Testing ML-based Outlier Detectors

There are various ways to deal with outliers in general. However, detection and removal of these in an automatic manner is a challenge. Especially since normal statistical techniques will not work due to the behaviour and variance of resonance characteristics of nuclear reaction data. In this small notebook, an example using four different outlier detectors is shown on the resonance region of the U-235(n,g) reaction.

[ ]:
# # Prototype
# import sys
# sys.path.append("..")
[1]:
import pandas as pd
import numpy as np
import seaborn as sns
import matplotlib.pyplot as plt
import os

pd.set_option('display.max_columns', 500)
pd.set_option('display.max_rows', 50)
pd.options.mode.chained_assignment = None  # default='warn'

import nucml.datasets as nuc_data
import nucml.exfor.data_utilities as exfor_utils
[2]:
sns.set(font_scale=2.5)
sns.set_style("white")

# Setting up the path where our figures will be stored
figure_dir = "Figures/"

Let us load the data using NucML:

[3]:
df = nuc_data.load_exfor(low_en=True, max_en=2E7, filters=True)
df.MT = df.MT.astype(int)
INFO:root: MODE: neutrons
INFO:root: LOW ENERGY: True
INFO:root: LOG: False
INFO:root: BASIC: -1
INFO:root:Reading data from C:/Users/Pedro/Desktop/ML_Nuclear_Data/EXFOR/CSV_Files\EXFOR_neutrons/EXFOR_neutrons_MF3_AME_no_RawNaN.csv
INFO:root:Data read into dataframe with shape: (4184115, 104)
INFO:root:Finished. Resulting dataset has shape (4184115, 104)

With the EXFOR data loaded, let us extract only the U-235(N,G) datapoints as an example and transform it by applying the logarithm.

[4]:
u235_ng = exfor_utils.load_samples(df, 92, 235, 102)
INFO:root:Extracting samples from dataframe.
INFO:root:EXFOR extracted DataFrame has shape: (10872, 104)
[5]:
u235_ng = np.log10(u235_ng[["Energy", "Data"]])

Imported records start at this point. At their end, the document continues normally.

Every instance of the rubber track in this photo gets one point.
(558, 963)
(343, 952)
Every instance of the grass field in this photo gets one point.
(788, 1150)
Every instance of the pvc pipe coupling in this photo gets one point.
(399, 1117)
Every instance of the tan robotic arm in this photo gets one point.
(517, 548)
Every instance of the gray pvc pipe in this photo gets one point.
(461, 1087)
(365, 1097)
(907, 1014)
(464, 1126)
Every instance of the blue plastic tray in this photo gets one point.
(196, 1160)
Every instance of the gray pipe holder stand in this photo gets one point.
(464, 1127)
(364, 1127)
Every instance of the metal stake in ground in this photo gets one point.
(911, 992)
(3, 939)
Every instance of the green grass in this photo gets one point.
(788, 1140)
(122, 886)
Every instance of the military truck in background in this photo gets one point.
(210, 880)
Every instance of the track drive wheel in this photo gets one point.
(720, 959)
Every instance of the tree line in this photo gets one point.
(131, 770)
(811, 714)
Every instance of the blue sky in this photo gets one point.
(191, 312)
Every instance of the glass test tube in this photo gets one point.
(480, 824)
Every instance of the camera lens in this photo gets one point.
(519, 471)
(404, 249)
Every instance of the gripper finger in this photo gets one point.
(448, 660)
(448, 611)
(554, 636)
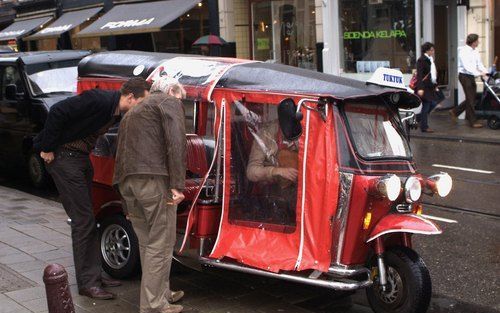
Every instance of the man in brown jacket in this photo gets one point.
(150, 172)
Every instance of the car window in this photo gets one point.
(189, 113)
(11, 76)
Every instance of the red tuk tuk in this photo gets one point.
(291, 174)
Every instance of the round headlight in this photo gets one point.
(443, 183)
(389, 186)
(413, 189)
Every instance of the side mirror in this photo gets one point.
(11, 92)
(289, 119)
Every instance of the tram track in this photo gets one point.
(458, 209)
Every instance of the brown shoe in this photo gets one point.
(454, 118)
(96, 293)
(109, 282)
(172, 308)
(175, 296)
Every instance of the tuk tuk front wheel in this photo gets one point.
(119, 247)
(494, 122)
(409, 285)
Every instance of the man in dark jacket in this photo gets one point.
(150, 170)
(69, 135)
(426, 85)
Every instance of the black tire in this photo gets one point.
(407, 271)
(494, 122)
(119, 247)
(38, 174)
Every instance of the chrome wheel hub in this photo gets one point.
(115, 246)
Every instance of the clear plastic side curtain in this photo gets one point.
(262, 215)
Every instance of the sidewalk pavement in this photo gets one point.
(445, 129)
(34, 233)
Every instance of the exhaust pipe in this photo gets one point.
(335, 285)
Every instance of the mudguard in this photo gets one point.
(404, 223)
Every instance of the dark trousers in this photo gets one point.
(469, 84)
(422, 118)
(72, 173)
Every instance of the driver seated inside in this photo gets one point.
(272, 164)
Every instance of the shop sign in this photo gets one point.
(387, 77)
(13, 33)
(263, 44)
(375, 34)
(56, 29)
(128, 23)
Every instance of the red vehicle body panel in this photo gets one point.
(408, 223)
(309, 244)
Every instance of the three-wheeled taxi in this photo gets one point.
(291, 174)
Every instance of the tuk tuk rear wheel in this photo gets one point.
(119, 247)
(494, 122)
(409, 286)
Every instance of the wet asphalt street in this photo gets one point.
(464, 261)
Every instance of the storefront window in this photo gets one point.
(179, 35)
(285, 32)
(376, 34)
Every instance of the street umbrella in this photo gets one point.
(209, 40)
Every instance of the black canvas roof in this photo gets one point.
(283, 78)
(43, 56)
(254, 76)
(289, 79)
(122, 63)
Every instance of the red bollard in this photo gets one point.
(57, 288)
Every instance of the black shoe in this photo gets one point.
(109, 282)
(96, 293)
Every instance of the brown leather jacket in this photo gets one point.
(152, 141)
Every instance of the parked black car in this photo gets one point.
(30, 83)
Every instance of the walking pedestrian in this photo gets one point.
(426, 87)
(150, 172)
(69, 135)
(470, 66)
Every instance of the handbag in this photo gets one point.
(413, 81)
(439, 96)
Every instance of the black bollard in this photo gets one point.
(57, 289)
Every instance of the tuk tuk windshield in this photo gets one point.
(375, 131)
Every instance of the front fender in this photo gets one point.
(403, 223)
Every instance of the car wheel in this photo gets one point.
(119, 247)
(409, 285)
(39, 176)
(493, 122)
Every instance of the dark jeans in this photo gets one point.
(72, 173)
(422, 118)
(469, 84)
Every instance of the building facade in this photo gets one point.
(353, 37)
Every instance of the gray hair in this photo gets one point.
(168, 85)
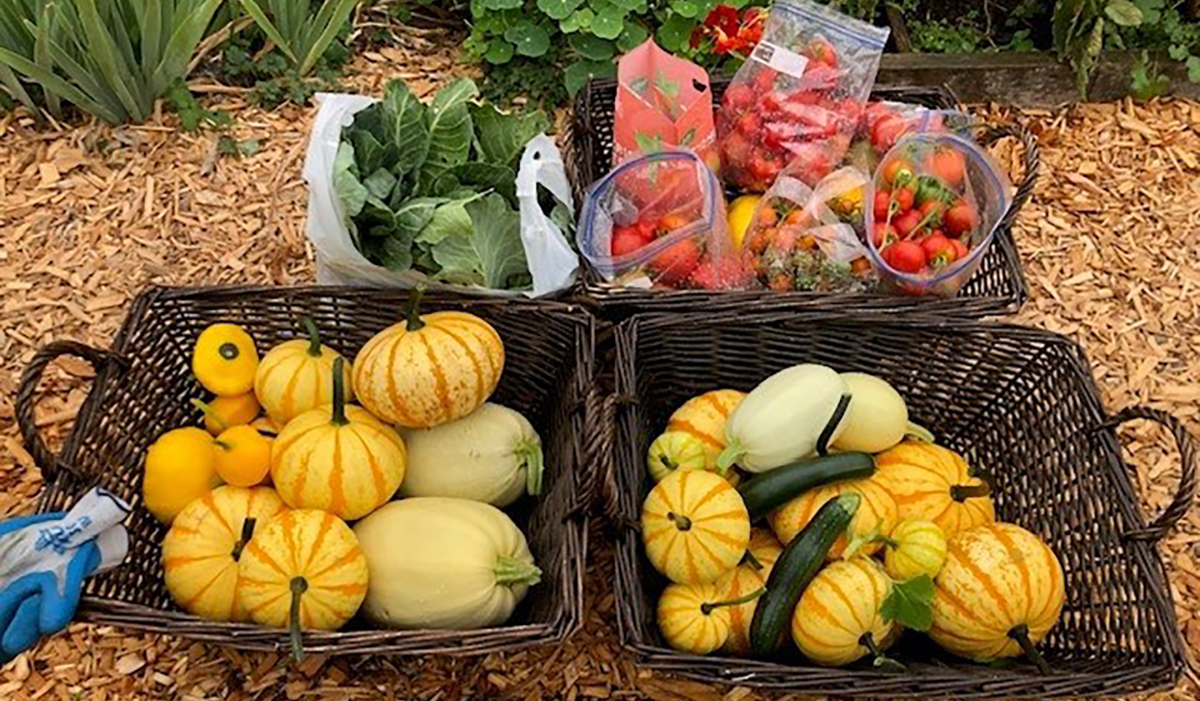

One shared drawback between statistical methods and these types of algorithms is the inability to handle the resonance behavior correctly. To make it easier for the model let us manually extract the resonance region.

[7]:
u235_ng = u235_ng[u235_ng.Energy < 4]
u235_ng = u235_ng[u235_ng.Energy > 0.5]

However, the main drawback comes from the fact that the outlier fraction needs to be specified. Since here we are only doing an example, we can set it manually but time is needed to think about how to approach this problem more efficiently and persistently.

[115]:
outliers_fraction = 0.003

Isolation Forest

[114]:
from sklearn.ensemble import IsolationForest
[117]:
iso_forest_fraction = IsolationForest(n_estimators = 200, contamination=outliers_fraction)
[118]:
iso_forest_fraction.fit(u235_ng[["Data"]])
[118]:
IsolationForest(contamination=0.003, n_estimators=200)
[119]:
u235_ng["iso_fraction"] = iso_forest_fraction.predict(u235_ng[["Data"]])
[120]:
iso_class1 = u235_ng[u235_ng.iso_fraction == 1]
iso_class2 = u235_ng[u235_ng.iso_fraction == -1]

One Class SVM

[122]:
from sklearn import svm
[123]:
svm_outlier_detector = svm.OneClassSVM(nu=outliers_fraction, kernel="rbf", gamma=0.1)
[124]:
svm_outlier_detector.fit(u235_ng[["Data"]])
[124]:
OneClassSVM(gamma=0.1, nu=0.003)
[125]:
u235_ng["svm"] = svm_outlier_detector.predict(u235_ng[["Data"]])
[126]:
svm_class1 = u235_ng[u235_ng.svm == 1]
svm_class2 = u235_ng[u235_ng.svm == -1]

Local Outlier Factor

[128]:
from sklearn.neighbors import LocalOutlierFactor
[129]:
local_outlier = LocalOutlierFactor(n_neighbors=500, contamination=0.005)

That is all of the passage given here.